Scientists from the Institute of Cancer Research (ICR) in the UK found that the drugs, called Hsp90 inhibitors, specifically target and inactivate a mechanism commonly used by prostate cancer cells to evade the effects of standard treatment.
The findings provide vital information about the role of Hsp90 in drug-resistant prostate cancers, and open up potential new routes to cancer treatment based on blocking this or related proteins, researchers said.
They found that Hsp90 inhibitors countered the effect of malfunctions in the androgen receptor, which often occur in resistance to hormone treatments.
The findings suggest that Hsp90 inhibitors could be effective in prostate cancers that have become resistant to treatment and started spreading round the body.
Hsp90 inhibitors are among several innovative new types of treatment designed to attack cancer indirectly, by destabilising multiple different proteins required for the growth and survival of cancer cells, researchers said.
By destroying several cancer signals at once, Hsp90 inhibitors are designed to make it hard for cancers to escape the effects of treatment, giving them promise as potential ‘resistance-busting’ drugs, they said.

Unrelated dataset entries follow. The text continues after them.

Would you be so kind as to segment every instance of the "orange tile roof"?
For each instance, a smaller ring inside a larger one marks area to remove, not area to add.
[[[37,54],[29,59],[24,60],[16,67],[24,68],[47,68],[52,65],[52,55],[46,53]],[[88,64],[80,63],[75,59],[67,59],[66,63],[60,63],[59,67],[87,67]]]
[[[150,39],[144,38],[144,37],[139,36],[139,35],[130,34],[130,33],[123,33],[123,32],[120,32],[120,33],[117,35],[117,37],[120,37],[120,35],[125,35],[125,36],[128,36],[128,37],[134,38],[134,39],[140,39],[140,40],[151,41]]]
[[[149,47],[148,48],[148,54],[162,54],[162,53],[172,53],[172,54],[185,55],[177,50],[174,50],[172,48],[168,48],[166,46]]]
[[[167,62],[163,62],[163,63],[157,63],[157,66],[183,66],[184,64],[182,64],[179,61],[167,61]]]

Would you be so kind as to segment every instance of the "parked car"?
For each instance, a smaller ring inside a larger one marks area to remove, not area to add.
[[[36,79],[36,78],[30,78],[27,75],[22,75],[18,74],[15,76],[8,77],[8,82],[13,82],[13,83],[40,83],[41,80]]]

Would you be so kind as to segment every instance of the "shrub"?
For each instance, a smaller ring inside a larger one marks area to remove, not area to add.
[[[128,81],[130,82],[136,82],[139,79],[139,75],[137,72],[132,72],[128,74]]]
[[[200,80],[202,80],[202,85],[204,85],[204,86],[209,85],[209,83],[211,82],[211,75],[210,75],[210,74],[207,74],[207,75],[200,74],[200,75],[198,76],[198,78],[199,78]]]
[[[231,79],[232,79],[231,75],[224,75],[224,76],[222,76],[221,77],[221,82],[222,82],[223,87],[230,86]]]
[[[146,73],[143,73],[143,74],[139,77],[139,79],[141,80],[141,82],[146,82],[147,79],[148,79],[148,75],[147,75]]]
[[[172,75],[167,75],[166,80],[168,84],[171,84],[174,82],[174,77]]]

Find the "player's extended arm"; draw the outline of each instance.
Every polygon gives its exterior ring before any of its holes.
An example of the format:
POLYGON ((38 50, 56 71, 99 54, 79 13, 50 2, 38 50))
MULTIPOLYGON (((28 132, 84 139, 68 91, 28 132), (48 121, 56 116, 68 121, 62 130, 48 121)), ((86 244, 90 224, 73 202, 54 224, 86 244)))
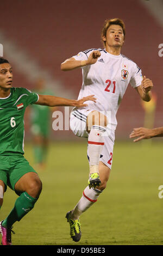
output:
POLYGON ((150 101, 152 98, 151 90, 153 87, 152 80, 146 78, 144 76, 140 86, 136 87, 136 90, 138 92, 141 99, 145 101, 150 101))
POLYGON ((99 51, 93 51, 86 60, 77 60, 74 58, 70 58, 61 64, 61 70, 67 71, 87 65, 92 65, 96 63, 100 56, 101 53, 99 51))
POLYGON ((143 127, 134 128, 130 135, 130 138, 135 138, 134 142, 136 142, 143 139, 151 139, 153 137, 163 137, 163 127, 154 128, 153 129, 148 129, 143 127))
POLYGON ((87 100, 91 100, 96 102, 96 98, 93 97, 94 95, 89 95, 84 97, 80 100, 68 100, 60 97, 51 95, 39 95, 39 100, 35 103, 39 105, 48 106, 49 107, 57 107, 62 106, 70 106, 72 107, 85 107, 87 104, 84 104, 85 101, 87 100))

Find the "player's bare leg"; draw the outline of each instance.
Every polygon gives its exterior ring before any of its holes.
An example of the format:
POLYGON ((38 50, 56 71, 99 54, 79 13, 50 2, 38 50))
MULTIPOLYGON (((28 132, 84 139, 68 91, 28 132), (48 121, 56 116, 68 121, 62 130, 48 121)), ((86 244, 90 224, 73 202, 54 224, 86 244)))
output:
POLYGON ((7 217, 0 223, 0 232, 2 235, 2 243, 11 245, 12 225, 20 221, 34 208, 42 190, 42 183, 38 175, 34 172, 26 173, 16 183, 15 189, 20 192, 15 205, 7 217))
POLYGON ((88 153, 89 156, 90 173, 89 188, 101 185, 99 162, 104 142, 103 137, 108 123, 105 115, 96 111, 90 112, 87 117, 88 137, 88 153))

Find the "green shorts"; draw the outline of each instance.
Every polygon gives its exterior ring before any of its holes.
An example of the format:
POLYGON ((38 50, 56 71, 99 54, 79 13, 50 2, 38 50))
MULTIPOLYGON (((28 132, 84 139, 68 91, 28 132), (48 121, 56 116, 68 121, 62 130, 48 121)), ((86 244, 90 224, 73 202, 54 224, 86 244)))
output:
POLYGON ((31 172, 37 173, 23 155, 0 155, 0 180, 5 185, 5 191, 7 186, 15 191, 17 181, 24 174, 31 172))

The new findings showed that on top of their known effects on cancer, Hsp90 inhibition also blocked production of abnormal forms of the androgen receptor, stripping cancer cells of their defences against hormone treatments,researchers said.
Prostate tumours rely on male hormones called androgens to grow and spread, and blocking androgen receptors can be an effective treatment, they said.

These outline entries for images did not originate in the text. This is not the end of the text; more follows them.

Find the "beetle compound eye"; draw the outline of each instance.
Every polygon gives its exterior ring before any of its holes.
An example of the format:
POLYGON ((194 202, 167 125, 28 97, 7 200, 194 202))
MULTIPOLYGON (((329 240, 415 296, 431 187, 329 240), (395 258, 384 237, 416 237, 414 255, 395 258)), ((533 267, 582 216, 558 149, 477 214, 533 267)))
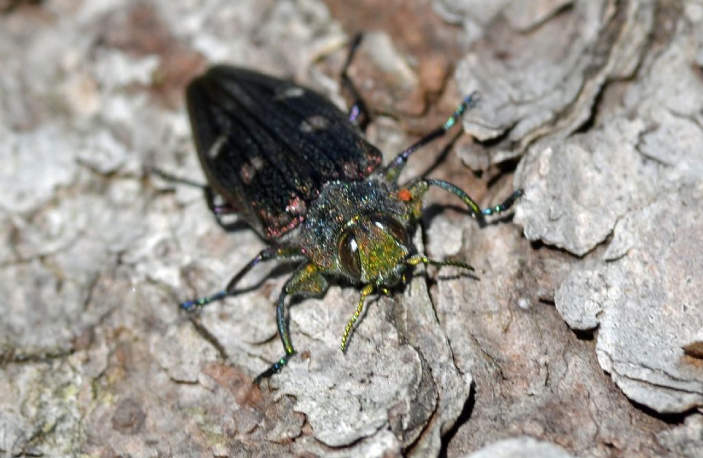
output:
POLYGON ((379 215, 373 217, 371 222, 382 230, 391 234, 404 246, 407 247, 410 244, 410 237, 408 237, 408 231, 405 230, 405 226, 392 218, 379 215))
POLYGON ((359 245, 356 237, 351 230, 340 238, 340 262, 344 273, 356 280, 361 279, 361 260, 359 257, 359 245))

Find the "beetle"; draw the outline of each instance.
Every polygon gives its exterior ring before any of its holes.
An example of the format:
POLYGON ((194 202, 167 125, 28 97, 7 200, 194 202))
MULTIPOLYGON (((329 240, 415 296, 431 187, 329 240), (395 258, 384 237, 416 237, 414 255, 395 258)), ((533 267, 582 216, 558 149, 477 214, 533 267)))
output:
POLYGON ((279 372, 296 353, 288 327, 289 296, 320 296, 333 278, 361 285, 342 333, 344 352, 365 299, 404 283, 408 267, 423 263, 472 270, 465 263, 434 261, 415 252, 408 232, 422 216, 423 197, 430 187, 458 197, 481 221, 506 211, 522 194, 517 190, 502 203, 482 209, 447 181, 418 178, 399 185, 410 156, 447 132, 477 98, 473 93, 464 98, 444 124, 382 166, 380 151, 361 134, 368 112, 347 74, 360 39, 354 41, 342 71, 342 83, 355 99, 348 114, 310 89, 228 65, 212 67, 186 91, 211 209, 219 218, 238 214, 270 244, 224 289, 181 307, 192 312, 236 294, 239 280, 259 263, 299 262, 277 301, 285 354, 254 379, 257 384, 279 372), (218 195, 224 204, 215 203, 218 195))

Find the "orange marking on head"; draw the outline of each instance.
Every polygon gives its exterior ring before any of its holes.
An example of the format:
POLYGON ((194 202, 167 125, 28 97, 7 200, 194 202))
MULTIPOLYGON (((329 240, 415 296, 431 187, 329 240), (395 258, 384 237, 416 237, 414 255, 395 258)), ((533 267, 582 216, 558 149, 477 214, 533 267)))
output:
POLYGON ((405 188, 398 190, 398 197, 400 197, 401 200, 404 200, 406 202, 413 199, 413 195, 411 194, 410 191, 405 188))

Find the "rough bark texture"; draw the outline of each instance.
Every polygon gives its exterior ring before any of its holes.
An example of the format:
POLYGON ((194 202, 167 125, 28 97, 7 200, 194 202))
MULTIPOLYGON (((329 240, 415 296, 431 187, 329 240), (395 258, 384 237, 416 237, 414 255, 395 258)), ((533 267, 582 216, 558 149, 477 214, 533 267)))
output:
POLYGON ((0 1, 0 455, 703 454, 703 1, 0 1), (228 62, 341 104, 345 44, 387 159, 515 218, 428 197, 415 270, 369 301, 273 303, 290 270, 194 317, 264 245, 226 233, 182 103, 228 62), (442 147, 449 147, 442 154, 442 147), (440 207, 439 204, 442 205, 440 207), (449 208, 446 207, 449 206, 449 208))

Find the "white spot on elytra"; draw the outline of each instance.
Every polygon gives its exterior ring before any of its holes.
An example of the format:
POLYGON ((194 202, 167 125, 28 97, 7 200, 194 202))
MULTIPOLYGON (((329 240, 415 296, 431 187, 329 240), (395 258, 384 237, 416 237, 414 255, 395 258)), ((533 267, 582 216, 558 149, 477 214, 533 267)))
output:
POLYGON ((304 93, 305 91, 302 87, 292 86, 276 92, 273 98, 276 100, 282 100, 284 98, 294 98, 295 97, 300 97, 304 93))
POLYGON ((306 133, 327 129, 330 122, 324 116, 316 115, 306 118, 300 123, 300 131, 306 133))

However, cancer cells often generate abnormal forms of the androgen receptor that can be switched on all the time without the need for androgen hormone stimulation.
Researchers studied the effect of Hsp90 inhibition on human cancer cells that produced the most common androgen receptor variant, called AR-V7. They grew the cancer cells in the lab and injected them into mice.
They showed that Hsp90 inhibition reduced production of AR-V7 through a new and unexpected mechanism of action – by changing the way that messenger RNA molecules carrying the code for AR-V7 are processed.
Hsp90 inhibition also reduced the levels of the normal androgen receptor, and other important prostate cancer molecules called AKT and GR, researchers said.
“Our study has found that Hsp90 inhibition can specifically stop resistance to hormone treatments in prostate cancer, through a completely new mechanism of action involving the processing of messenger RNA,” said Paul Workman from ICR.
The findings were published in the journal Cancer Research.